University of Montana Fire Scientist Phillip Higuera is one of 120 researchers who are urging all Montanans to forego the use of fireworks on the 4th of July.

Their article, “Over 100 fire scientists urge the U.S. West: Skip the fireworks this record-dry Fourth of July,” was published in the nonprofit media outlet The Conversation on June 30.

Higuera explained the statistics to KGVO News.

“If you look at human ignitions and of wildfires, particularly in the wildland urban interface for the period of 1992 to 2015, there were over 1,100 human ignited fires in the wildland urban interface on the west just on the Fourth of July,” said Higuera. “And that number is basically twice what it is in the periods before and after the Fourth of July.”

Higuera continued.

“So when you look at the number of human ignited fires across the year, that graph which we highlight in the piece has a big giant, obvious peak right at the Fourth of July,” he said. “So we know that it's a very predictable part of our behavior in celebrating the Fourth of July.”
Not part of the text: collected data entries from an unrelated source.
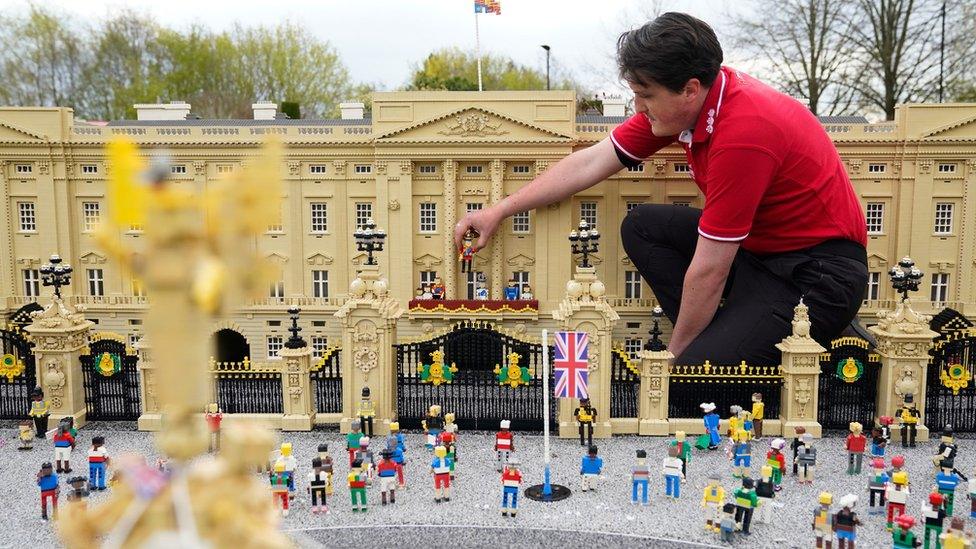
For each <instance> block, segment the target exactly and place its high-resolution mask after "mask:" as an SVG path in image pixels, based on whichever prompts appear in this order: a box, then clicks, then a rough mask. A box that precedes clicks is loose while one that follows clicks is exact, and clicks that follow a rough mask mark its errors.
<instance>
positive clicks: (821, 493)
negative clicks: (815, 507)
mask: <svg viewBox="0 0 976 549" xmlns="http://www.w3.org/2000/svg"><path fill="white" fill-rule="evenodd" d="M819 501H820V506H819V507H817V508H816V509H814V510H813V535H814V537H816V538H817V549H822V548H823V549H830V548H831V546H832V545H833V541H834V526H833V524H834V515H833V513H831V512H830V505H831V504H832V503H833V502H834V496H833V495H832V494H831V493H830V492H820V499H819Z"/></svg>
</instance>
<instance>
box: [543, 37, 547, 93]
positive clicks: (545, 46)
mask: <svg viewBox="0 0 976 549" xmlns="http://www.w3.org/2000/svg"><path fill="white" fill-rule="evenodd" d="M542 49H544V50H546V90H547V91H548V90H549V46H548V45H546V44H543V45H542Z"/></svg>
Higuera acknowledged the family tradition of lighting fireworks around the 4th of July.

“We all love fireworks,” he said. “They're fun to see, and they're inspiring, but they also lead to unintentional wildfires, particularly when vegetation is dry as it is now.”

Higuera brought home the urgency of Montanans voluntarily giving up the temptation to light off fireworks during this period of extreme drought.

“Right now is not a great time to be playing with fireworks ourselves,” he said. “And part of the reason why this message is important this year is because conditions are unusually dry this Remember that the governor declared a drought emergency in Montana, and in that declaration he notes that the alarming drought conditions could result in a severe wildfire season.”

UM fire experts were joined in this call for extreme caution by signatories from 51 academic or research institutions from 20 U.S. states, as well as Canada, Australia, Italy and Spain. The majority were from the U.S. West, including over 30 from Montana, 15 from Colorado, 11 from Oregon and Idaho, seven from California and six each from Arizona and Washington.